KircherBurkhardt; a leading communications agency

Corporate Publishing

Tell to sell, or How to Chart a Browsing Trail
for Readers to Follow

The biggest demands:

  • How do I handle the technical tools necessary to implement creative ideas that engage and inspire customers and target audience?
  • How do I put innovative and interactive concepts into practice for digital editions, Web communities, and print offerings?
  • How do I chart a browsing trail for readers to follow?
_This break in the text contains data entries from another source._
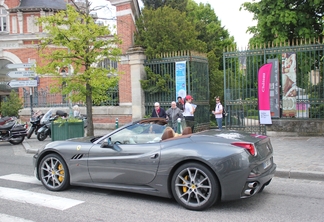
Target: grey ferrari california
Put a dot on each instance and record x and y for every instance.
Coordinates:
(148, 157)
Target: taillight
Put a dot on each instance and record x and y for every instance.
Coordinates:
(249, 146)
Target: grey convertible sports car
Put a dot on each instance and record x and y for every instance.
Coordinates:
(147, 156)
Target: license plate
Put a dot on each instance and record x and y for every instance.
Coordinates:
(267, 163)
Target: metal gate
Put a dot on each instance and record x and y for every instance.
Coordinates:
(241, 85)
(197, 84)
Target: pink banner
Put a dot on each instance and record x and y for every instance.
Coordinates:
(264, 93)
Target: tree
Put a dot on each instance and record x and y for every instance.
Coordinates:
(80, 45)
(11, 105)
(285, 20)
(166, 30)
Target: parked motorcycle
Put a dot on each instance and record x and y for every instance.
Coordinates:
(35, 123)
(46, 121)
(13, 132)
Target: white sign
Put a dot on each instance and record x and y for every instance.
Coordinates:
(28, 83)
(20, 65)
(21, 74)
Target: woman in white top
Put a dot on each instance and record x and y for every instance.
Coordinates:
(218, 112)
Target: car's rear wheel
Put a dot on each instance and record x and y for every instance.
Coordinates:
(54, 173)
(41, 136)
(194, 186)
(16, 140)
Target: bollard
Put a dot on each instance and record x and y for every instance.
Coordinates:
(116, 123)
(178, 127)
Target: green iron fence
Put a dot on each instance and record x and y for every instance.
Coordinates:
(197, 84)
(240, 84)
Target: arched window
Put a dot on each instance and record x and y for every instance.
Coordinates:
(3, 19)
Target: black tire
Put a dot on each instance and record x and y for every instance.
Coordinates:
(195, 187)
(41, 136)
(30, 132)
(53, 172)
(17, 140)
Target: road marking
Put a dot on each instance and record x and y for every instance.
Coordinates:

Today, classic target audiences and niche communities intersect and overlap. A corporate publisher must reach out to all these different interest groups by preparing and delivering content across multiple channels. Storytelling has remained corporate publishing's most important instrument, as printed literature and Web sites attest. But Apple’s iPad and similar devices afford users unprecedented possibilities, changing the concept of what makes up a good story. The challenge now is to cater to these perceptions and tell a compelling story that fits this new format.

This provides an excellent opportunity for corporate publishers to get the message across quickly and more persistently. Readers begin delving into a topic by first scratching at the surface, and then digging deeper as fancy strikes and time permits. They scroll further, push screenshots aside, and click to explore sidetracks and retrieve background information, an illuminating video clip, or explanatory animation. The scope and depth of this browsing are all but unlimited. Corporate publishers can orchestrate text, artworks, and motion pictures to create a dramatic setting and storyline that captivates readers, prompting them to interact with the topic in greater depth. In this way, storytelling becomes a strategic instrument that sells.